A teoria da dissonância cognitiva explica por que motivo é tão difícil convencer através de factos incontestáveis alguém que está doutrinado ou que se rege por uma utopia. Daí a persistência suicidária. Entre um dogma enraizado no nosso psiquismo e a realaidade, quem vence é o dogma. Nós, somos os próprios agentes da nossa desinformação. O efeito da dissonância cognitiva, um fenómeno muito estudado em psicologia, e ultimamente nas neurociências cognitivas, o primeiro cúmplice do desinformador é o próprio cérebro, sempre que essa desinformação estiver em consonância com um determinado programa mental que se enraizou entretanto dentro de nós. Há um adágio popular que ilustra muito bem esta dissociação cognitiva: "O pior cego é aquele que não quer ver; ou "Não acreditamos no que vemos, mas vemos aquilo em que acreditamos"; ou "fazer como a avestruz, meter a cabeça na areia".
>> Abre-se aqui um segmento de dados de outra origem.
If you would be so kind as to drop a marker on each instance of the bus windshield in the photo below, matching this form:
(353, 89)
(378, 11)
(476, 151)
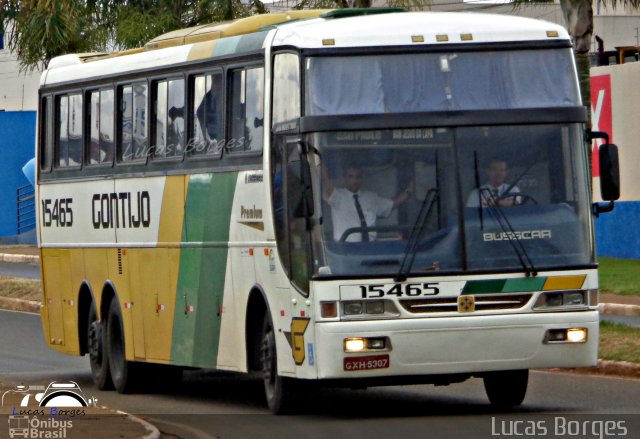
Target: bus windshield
(418, 82)
(483, 198)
Conta-se a história, que é possível que seja apócrifa, de um tal Dr. Vicent de Paul D`Argent, médico e professor na Universidade de Nimes, que em 1647 fez a um aldeão, chamado Angel, um transplante de córnea. Provavelmente ele seria um cego congénito. E o que foi um sucesso para a medicina da época, não o foi para o malogrado Angel, porque assim que passou a ver, tinha horror com o que via. Disse que o mundo que ele imaginava era muito melhor. Pediu ao cirurgião que arrancasse os seus olhos. O caso foi parar ao Vaticano e acabou no tribunal de Paris. A verdade é que Angel ganhou a causa. Assim entrou para a história como o cego que não quis ver.